Je suis consciente du grand défi que cela représente. Nous avons en quelque sorte fait table rase. L’ancien Musée a été complètement démoli. Tout le concept a été repensé. Nos idées, nos solutions, ont-elles été les bonnes? Nous avons renoncé au dé-pliant de l’ancienne brochure pour la remplacer par une nouvelle publication plus détaillée, avec des articles sur les différentes programmations. Nous avons introduit le numérique, essentiellement pour la projection de films récents qui se trouvent déjà sur ce nouveau support. Même quand on est un Musée, il faut avancer! Nous avons aussi interrogé la notion d’exposition, pour laquelle nous avons gagné de la place (l’espace dévolu aux deux anciennes salles détruites). A la partie didactique, consacrée à la préhistoire du cinéma et située désormais dans l’espace un peu sombre d’un cabinet de curiosités, s’ajoutent quatre consoles numériques où seront montrés des films d’ordre documentaire que nous ne projetons par ailleurs pas dans notre programmation en salles. Il y aura là toute la mémoire d’avant la télévision, le Congo belge, les deux guerres, la vie quotidienne des Belges, des publicités d’époque, le tout faisant une petite centaine d’heures façonnées selon un menu dans lequel le visiteur choisira ce qu’il veut voir. On trouvera ensuite une troisième zone, qui s’appelle « remix » et qui est un brassage d’images. Dans la logique de l’art contemporain, nous avons installé un dispositif de huit écrans suspendus au plafond et sur lesquels tourneront des fragments de films rassemblés selon des thèmes esthétiques. Cet espace sera ouvert à des créateurs qui s’y exprimeront. Dernière partie de la zone expo, une salle montrera ce qu’on pourrait appeler des bonus permanents, des bandes de lancement, des documentaires, en liaison avec la programmation (cycles, rétrospectives, festivals, etc.). Nous attendons les réactions du public avec impatience…

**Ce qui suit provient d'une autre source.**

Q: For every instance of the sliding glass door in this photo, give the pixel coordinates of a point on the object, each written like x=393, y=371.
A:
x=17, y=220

Le monde change, le rapport à l’image également. Comment entrer de plain-pied dans cet environnement en pleine et parfois brutale évolution?

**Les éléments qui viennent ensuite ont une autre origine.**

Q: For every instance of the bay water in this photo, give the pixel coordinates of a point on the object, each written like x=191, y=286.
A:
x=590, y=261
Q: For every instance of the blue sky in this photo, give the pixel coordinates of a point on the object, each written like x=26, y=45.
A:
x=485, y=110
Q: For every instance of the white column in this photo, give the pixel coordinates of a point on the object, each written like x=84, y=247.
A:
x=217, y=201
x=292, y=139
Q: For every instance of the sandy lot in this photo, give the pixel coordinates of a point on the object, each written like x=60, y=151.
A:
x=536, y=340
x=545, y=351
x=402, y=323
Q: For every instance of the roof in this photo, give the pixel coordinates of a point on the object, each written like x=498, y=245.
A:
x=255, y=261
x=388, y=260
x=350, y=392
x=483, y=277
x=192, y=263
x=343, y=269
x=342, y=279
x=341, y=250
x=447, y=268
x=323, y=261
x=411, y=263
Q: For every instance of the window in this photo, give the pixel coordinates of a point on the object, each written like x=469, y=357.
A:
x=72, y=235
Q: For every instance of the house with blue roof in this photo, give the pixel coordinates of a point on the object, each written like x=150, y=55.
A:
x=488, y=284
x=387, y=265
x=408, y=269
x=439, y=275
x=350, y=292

C’est bien sûr la question de fond! Le monde a changé. Les gens voient aujourd’hui plus de films qu’ils n’en ont sans doute jamais vus, ils ont accès à tout ou presque. Nous ne pouvons pas concurrencer tout ça. Il nous faut convaincre, aller à rebrousse-poil, faire comprendre aux gens qu’ils ne doivent pas restés vautrés devant leur DVD ou leur ordinateur mais qu’il leur faut venir au Musée du Cinéma. L’idée, c’est de dire: voilà, c’est une collection, elle est présentée de manière organisée, nous la proposons en cycles, avec des fils rouges, une certaine logique qui permet aux gens de structurer leur découverte du cinéma. Je pense qu’il y a une demande de la part de spectateurs qui souhaitent autre chose que la consommation tous azimuts et désordonnée qui s’offre à eux par ailleurs.
Le changement de nom va sans doute faire jaser. Cinematek, après Bozar, Musiq 3, Bootik, etc.

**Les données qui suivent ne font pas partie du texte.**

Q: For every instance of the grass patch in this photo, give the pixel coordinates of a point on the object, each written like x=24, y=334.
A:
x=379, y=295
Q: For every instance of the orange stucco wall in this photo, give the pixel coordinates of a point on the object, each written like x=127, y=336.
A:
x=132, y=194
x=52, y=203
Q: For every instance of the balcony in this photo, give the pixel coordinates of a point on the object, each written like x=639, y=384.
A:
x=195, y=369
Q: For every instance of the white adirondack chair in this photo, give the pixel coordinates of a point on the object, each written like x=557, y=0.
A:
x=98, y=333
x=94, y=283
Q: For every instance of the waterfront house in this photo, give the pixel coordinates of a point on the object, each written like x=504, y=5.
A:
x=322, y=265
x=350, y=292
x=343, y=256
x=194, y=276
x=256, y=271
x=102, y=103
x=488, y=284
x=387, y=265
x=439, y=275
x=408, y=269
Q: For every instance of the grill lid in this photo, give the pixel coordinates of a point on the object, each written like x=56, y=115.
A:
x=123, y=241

Il ne faudrait pas me pousser beaucoup pour que je puisse en rire… comme j’ai ri, au début, de Bozar. Ce langage façon SMS, je n’en pense pas forcément du bien. Je rirai donc si, comme probablement, le sociologue Claude Javeau nous épingle dans sa chronique de La Libre Belgique! Mais il faut être pragmatique. On se retrouvait avec un nom flamand et un nom francophone pour le Musée, et la même chose pour la Cinémathèque. Il est vrai qu’un nom unique, au lieu de quatre, possède quelques vertus… J’aimais bien au départ jouer autour du mot Musée. Mais le meilleur commun dénominateur a donné Cinematek. Le cinéma, et notre collection, étant tout de même au centre de tout.